Simple ThML Markup in Microsoft Word

Version 0.93, Wednesday, August 19, 1998

The Christian Classics Ethereal Library uses a markup language known as ThML (Theological Markup Language) for electronic texts. This markup language encodes a great deal of information about the text, such as document structure, notes, scripture references, subjects, synchronization points, and much more. The inclusion of all of this information will make it possible for users to access the CCEL in ways that are not possible in paper libraries. You will be able to see what your favorite authors had to say on a particular scripture passage, for example, or look up everything in the church fathers on a particular topic.

To support these applications, texts must have special formatting codes called "markup" added. This document tells how to prepare electronic texts for the CCEL in Microsoft Word. It describes the basics of preparing and submitting a document and then discusses particular ways you can format a document (using a simpler subset of the required formatting) to make integration with the CCEL easier.

At the most basic level, to prepare a document for the CCEL, just prepare the document in Word to look pretty much like the book from which it came. Include all of the text of the book exactly as it appears. Use fonts, sizes, and styles to look similar to the print edition. It is not necessary to retain margins, line breaks, page breaks, or unambiguous end-of-line hyphenation of the print edition.

Insert footnotes as ordinary footnotes in Word, using the Insert | Footnote… menu item or the Insert-Footnote-Now shortcut, Alt+Ctrl+F. If there are images or tables, use the normal Word facilities. Then save the document in RTF format and email it to the CCEL ([email protected]) or upload it via anonymous FTP to ccel.wheaton.edu, in the incoming directory. You could also put it on a floppy disk and mail it via the US postal service.

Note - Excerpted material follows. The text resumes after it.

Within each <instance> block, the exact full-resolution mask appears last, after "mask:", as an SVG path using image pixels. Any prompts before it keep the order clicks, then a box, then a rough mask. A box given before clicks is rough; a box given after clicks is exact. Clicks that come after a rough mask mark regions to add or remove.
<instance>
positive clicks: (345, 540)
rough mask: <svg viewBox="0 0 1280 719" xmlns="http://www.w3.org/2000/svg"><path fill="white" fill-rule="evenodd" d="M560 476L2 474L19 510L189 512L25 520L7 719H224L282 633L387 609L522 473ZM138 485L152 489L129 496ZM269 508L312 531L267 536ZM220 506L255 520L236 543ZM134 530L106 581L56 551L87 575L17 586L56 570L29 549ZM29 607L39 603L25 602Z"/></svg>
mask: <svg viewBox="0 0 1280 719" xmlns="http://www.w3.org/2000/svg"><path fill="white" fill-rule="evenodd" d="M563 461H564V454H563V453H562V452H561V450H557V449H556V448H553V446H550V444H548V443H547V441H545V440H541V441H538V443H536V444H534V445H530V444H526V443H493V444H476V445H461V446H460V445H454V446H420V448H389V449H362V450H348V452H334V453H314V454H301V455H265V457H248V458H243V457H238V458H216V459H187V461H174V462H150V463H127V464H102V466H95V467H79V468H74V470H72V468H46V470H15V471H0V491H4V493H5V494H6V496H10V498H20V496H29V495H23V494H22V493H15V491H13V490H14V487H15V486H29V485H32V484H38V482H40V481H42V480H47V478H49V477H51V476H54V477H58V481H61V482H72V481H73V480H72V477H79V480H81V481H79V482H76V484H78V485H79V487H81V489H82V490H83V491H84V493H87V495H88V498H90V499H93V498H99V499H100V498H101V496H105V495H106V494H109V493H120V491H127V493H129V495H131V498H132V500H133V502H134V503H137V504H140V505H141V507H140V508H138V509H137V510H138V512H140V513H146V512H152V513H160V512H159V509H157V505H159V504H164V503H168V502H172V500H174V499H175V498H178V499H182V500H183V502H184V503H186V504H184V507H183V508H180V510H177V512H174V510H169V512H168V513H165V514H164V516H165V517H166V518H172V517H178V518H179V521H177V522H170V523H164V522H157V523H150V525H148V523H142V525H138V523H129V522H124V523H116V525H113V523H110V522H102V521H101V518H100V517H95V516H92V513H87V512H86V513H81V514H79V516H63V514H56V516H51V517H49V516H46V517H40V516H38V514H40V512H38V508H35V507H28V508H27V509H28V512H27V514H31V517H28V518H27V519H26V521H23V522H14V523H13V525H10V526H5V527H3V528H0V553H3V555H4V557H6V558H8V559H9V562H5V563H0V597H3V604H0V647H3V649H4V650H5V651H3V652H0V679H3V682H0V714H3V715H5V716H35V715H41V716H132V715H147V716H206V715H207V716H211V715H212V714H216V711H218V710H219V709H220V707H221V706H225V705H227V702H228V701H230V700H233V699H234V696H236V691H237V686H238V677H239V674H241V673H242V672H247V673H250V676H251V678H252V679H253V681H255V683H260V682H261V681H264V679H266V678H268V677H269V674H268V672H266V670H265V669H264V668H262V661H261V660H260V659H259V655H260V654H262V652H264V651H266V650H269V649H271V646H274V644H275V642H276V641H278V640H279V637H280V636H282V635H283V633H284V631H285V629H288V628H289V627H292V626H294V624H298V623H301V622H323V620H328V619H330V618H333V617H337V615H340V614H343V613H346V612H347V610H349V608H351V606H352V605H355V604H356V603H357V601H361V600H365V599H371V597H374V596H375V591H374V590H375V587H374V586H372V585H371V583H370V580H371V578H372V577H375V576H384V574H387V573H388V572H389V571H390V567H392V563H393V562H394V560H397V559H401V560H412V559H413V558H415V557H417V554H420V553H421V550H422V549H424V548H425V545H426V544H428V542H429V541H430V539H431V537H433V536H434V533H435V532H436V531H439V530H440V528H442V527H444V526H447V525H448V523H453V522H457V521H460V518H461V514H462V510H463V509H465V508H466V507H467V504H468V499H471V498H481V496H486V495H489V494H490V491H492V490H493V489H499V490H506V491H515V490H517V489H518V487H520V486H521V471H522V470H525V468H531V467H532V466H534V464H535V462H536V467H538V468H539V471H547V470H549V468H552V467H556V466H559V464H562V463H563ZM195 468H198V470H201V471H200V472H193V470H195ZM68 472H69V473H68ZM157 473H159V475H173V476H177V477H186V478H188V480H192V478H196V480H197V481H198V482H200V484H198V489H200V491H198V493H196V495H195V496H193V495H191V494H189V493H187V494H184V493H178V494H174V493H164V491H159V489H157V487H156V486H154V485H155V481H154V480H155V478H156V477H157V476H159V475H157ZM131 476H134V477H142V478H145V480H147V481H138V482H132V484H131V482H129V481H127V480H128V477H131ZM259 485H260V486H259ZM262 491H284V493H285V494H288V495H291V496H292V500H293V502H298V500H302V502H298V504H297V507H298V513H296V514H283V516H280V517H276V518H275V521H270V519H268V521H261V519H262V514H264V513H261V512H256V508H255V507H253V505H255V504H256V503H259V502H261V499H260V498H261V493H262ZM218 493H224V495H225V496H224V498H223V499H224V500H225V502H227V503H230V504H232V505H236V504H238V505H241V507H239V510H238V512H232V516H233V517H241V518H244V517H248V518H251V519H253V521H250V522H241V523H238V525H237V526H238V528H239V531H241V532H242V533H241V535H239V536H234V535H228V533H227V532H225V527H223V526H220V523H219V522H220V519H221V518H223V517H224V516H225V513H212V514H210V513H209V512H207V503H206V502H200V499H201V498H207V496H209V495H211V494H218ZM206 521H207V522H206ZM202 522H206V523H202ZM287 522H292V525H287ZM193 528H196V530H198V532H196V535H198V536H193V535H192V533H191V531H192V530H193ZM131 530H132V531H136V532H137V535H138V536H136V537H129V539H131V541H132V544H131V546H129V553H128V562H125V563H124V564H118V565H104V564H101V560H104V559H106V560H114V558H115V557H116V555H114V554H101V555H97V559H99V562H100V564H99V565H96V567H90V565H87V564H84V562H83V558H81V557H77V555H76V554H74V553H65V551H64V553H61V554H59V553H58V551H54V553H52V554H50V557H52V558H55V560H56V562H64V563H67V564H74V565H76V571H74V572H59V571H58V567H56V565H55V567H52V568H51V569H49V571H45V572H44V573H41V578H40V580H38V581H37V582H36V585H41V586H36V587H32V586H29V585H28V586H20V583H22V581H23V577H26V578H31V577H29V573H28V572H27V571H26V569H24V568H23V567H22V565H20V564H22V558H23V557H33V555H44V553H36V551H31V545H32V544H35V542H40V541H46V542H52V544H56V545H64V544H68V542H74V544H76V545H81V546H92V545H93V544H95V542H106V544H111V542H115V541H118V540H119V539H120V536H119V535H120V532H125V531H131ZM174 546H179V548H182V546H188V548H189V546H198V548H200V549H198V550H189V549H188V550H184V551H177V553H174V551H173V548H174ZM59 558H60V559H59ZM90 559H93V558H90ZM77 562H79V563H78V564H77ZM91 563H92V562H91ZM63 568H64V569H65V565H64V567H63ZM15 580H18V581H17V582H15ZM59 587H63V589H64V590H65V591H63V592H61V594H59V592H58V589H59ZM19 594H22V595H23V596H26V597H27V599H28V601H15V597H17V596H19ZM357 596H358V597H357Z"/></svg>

Most contributors will do that sort of formatting and stop there. A few may wish to do further formatting that will make it easier to add the text to the CCEL. This further formatting involves using paragraph styles and inserting special codes. To do so, you have to get the document template used for the CCEL, ThML093.doc, and put it in the Templates folder, inside the Microsoft Office folder, probably in your Program Files folder. (The template can be downloaded from the ThML web page, http://ccel.wheaton.edu/ThML.) Then open the document you are working on and choose Format | Style.… Click the Organizer button and open ThML093.doc in the right-hand window. Copy all of the styles from ThML093.doc into the document you are formatting.

 

Paragraph and Character Styles

Much of the formatting in Word is done by applying character and paragraph styles to the document. Paragraph style sheets are named groupings of styles for paragraphs, such as single-space, indent first line, Times New Roman 11-point, etc. A paragraph style can be applied to a paragraph by selecting it from the left-most dropbox on the formatting toolbar. The ThML template provides several paragraph styles that should be used for formatting documents—styles such as Body Text, Body Text First Indent, Heading 1, Verse, BlockQuote, and others.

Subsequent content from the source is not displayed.